When analyzing such formulas, it's important to understand which terms are constants and which are variables. If we know that \( P_{m} \), \( T \), and \( F \) do not change, then we focus on \( P_{i} \) to see how it affects \( C \).
Constants like \( T \) (time) and \( F \) (frequency) can represent standardized periods and fixed rates, respectively. Hence, they help stabilize the equation, making \( P_{i} \) the primary influencer of \( C \).

Algebraic equations allow us to express relationships between different quantities. In the context of the insurance cost formula, we see an algebraic equation that shows how different factors contribute to a specific outcome, the cost of insurance.
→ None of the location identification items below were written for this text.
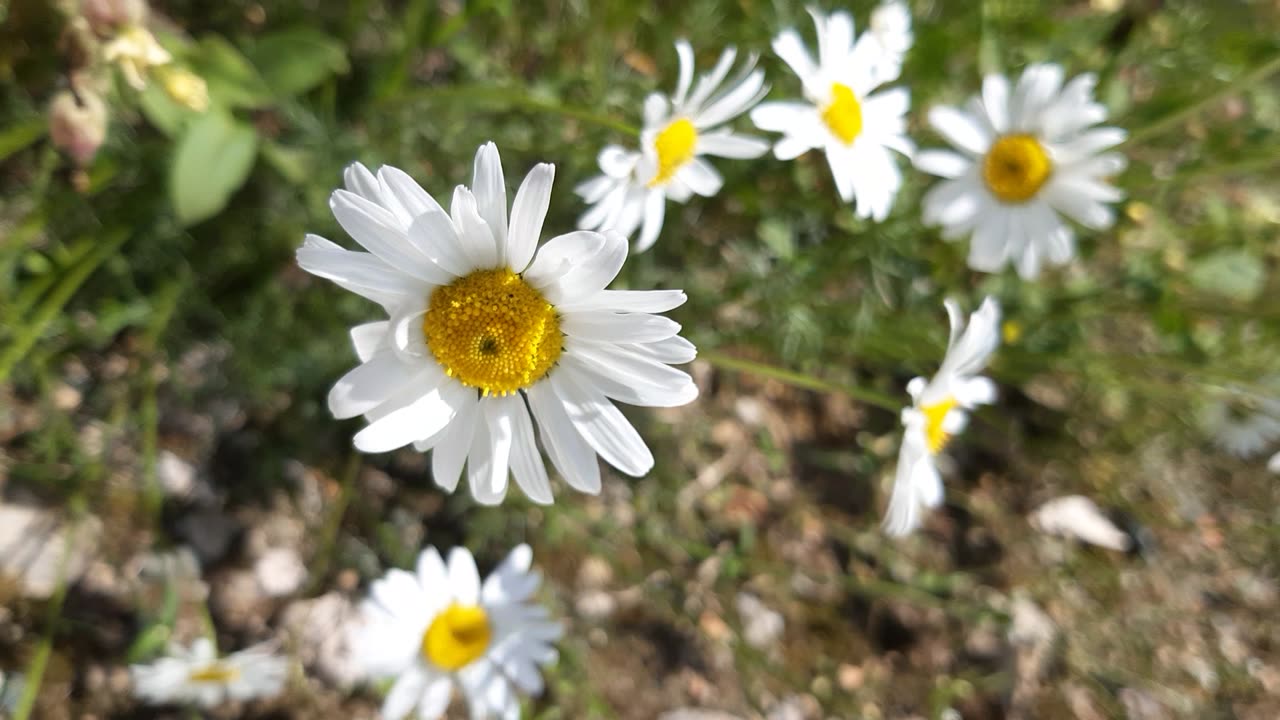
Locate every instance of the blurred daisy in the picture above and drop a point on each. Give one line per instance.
(940, 409)
(841, 113)
(490, 333)
(679, 131)
(1243, 423)
(1025, 155)
(136, 51)
(891, 30)
(440, 628)
(196, 675)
Analyzing the provided equation: \ \ \[ C = \frac{P_{m} P_{i}}{T F} \ \ \] we observe the relationship between the insurance cost \( C \) and another variable \( P_{i} \) while keeping \( P_{m}, T, \) and \( F \) constant.
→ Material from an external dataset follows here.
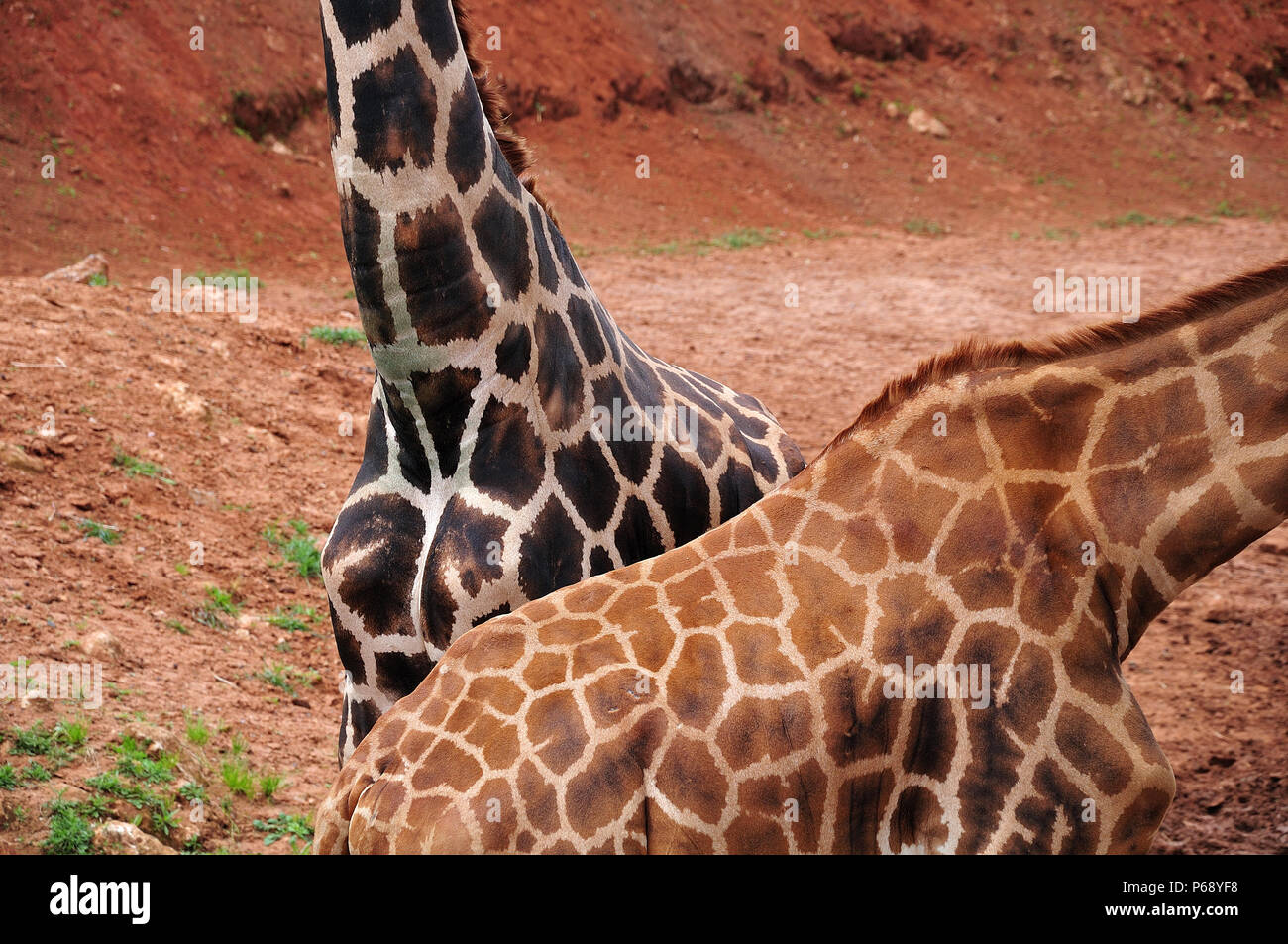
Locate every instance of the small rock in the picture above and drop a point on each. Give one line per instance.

By rearranging the equation, we isolate \( P_{i} \) to see its direct effect on \( C \). This process involves recognizing which elements are constant and how they simplify our understanding of the equation: \ \ \[ C \rightarrow \frac{P_{i}}{T F} \ \ \] This mathematical representation helps us conclude that \( C \) and \( P_{i} \) vary together. Understanding algebraic equations ensures we can solve for different variables and interpret the results in real-world contexts, such as insurance costs.

The term 'direct variation' in algebra means that when one variable increases, the other variable increases proportionally, provided all other factors remain constant.
In the context of our insurance cost formula: \ \ \[ C = \frac{P_{m} P_{i}}{T F} \ \ \] isolating \( P_{i} \) shows a direct variation with \( C \): \ \ \[ C \rightarrow P_{i} \ \ \] This direct relationship implies that if \( P_{i} \) increases, \( C \) (insurance cost) also increases. Likewise, if \( P_{i} \) decreases, \( C \) will decrease.
Recognizing direct variation in equations helps when predicting how changes in one variable affect another. In practical scenarios, such as insurance, it's crucial to understand which factors influence the cost directly. This way, decisions around changing variables, such as altering premium amounts or coverage options, are well-informed and predictable.